1st full-face transplant 90% successful
Wed, Jul 07 2010
A Spanish man, who underwent the world's first full-face transplant four months ago, has regained up to 90 percent of his facial function.

The 31-year-old Oscar appeared before TV cameras on Monday for the first time since his surgery where he spoke in a news conference at Barcelona's Vall d'Hebron hospital.

"Friends, I want to thank the hospital coordinators, the entire medical team, the family of the donor and most of all my family who are supporting me these days," BBC quoted him as saying in the news conference.

The Spaniard underwent a 24-hour surgery by a team of 30 experts in late March when doctors lifted an entire face, including jaw, nose, cheekbones, muscles, teeth and eyelids, and placed it masklike onto the man.

According to the surgical team, the surgery was satisfactory as Oscar is able to drink liquids and eat soft foods, and has been able to speak for the past two months. He has also regained feeling in most of his face and is partly recovering movement of his muscles.

Oscar was a farmer who accidentally shot himself in the face five years ago and had been unable to breath, eat, or speak on his own since then.

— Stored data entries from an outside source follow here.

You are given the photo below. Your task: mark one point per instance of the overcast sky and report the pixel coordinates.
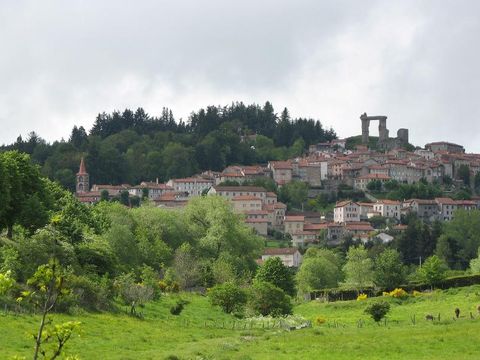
(63, 62)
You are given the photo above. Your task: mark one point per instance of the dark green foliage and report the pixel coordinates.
(229, 296)
(130, 147)
(419, 190)
(274, 272)
(347, 192)
(178, 307)
(418, 240)
(463, 173)
(91, 292)
(378, 310)
(374, 185)
(389, 271)
(293, 194)
(460, 241)
(378, 222)
(267, 299)
(26, 198)
(433, 271)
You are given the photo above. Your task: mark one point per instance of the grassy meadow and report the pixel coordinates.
(205, 332)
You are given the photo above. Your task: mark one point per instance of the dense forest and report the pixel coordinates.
(132, 146)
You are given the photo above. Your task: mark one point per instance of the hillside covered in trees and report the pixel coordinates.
(132, 146)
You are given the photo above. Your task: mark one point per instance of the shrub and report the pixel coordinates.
(267, 299)
(91, 292)
(278, 274)
(133, 293)
(228, 296)
(432, 271)
(397, 293)
(319, 320)
(178, 307)
(378, 310)
(361, 297)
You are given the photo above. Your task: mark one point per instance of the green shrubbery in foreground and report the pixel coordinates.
(204, 331)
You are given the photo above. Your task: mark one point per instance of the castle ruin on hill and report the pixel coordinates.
(384, 141)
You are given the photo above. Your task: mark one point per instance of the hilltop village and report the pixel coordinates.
(326, 168)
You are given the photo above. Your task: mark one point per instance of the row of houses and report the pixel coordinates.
(442, 209)
(259, 206)
(355, 168)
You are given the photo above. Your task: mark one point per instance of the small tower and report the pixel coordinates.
(82, 179)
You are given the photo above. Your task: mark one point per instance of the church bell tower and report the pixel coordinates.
(82, 179)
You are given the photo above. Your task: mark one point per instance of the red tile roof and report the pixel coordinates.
(280, 251)
(294, 218)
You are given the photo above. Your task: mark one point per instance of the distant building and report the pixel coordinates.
(290, 257)
(83, 192)
(346, 211)
(83, 180)
(445, 146)
(388, 208)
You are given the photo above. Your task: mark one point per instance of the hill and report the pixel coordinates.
(132, 146)
(204, 332)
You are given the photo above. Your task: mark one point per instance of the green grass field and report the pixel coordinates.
(198, 332)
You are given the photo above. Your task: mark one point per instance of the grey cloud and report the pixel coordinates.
(63, 62)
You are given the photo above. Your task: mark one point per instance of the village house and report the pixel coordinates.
(361, 182)
(282, 171)
(303, 238)
(279, 210)
(293, 224)
(366, 210)
(290, 257)
(359, 229)
(193, 186)
(260, 225)
(427, 210)
(346, 211)
(154, 189)
(388, 208)
(445, 146)
(271, 198)
(244, 203)
(172, 200)
(113, 190)
(230, 192)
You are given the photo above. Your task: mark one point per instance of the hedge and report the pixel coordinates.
(351, 294)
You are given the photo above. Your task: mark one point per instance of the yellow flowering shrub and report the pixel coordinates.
(362, 297)
(320, 320)
(398, 293)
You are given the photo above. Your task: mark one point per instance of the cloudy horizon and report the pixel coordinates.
(416, 62)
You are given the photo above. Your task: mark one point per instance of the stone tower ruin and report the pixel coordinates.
(384, 141)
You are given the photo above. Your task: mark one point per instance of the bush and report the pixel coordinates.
(378, 310)
(274, 272)
(267, 299)
(397, 293)
(361, 297)
(432, 271)
(91, 292)
(178, 307)
(133, 293)
(319, 320)
(228, 296)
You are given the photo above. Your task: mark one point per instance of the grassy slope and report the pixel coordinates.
(118, 336)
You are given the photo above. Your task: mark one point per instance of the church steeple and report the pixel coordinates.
(82, 178)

Dr. Joan Pere Barret, who led the surgical team, announced that Oscar will need between a year and 18 months of physical therapy when he could regain up to 90 percent of his facial functions. Currently, he is discharged from the hospital to go home to his family.

The first successful face transplant was performed in France in 2005 on Isabelle Dinoire, a 38-year-old woman who had been mauled by her dog.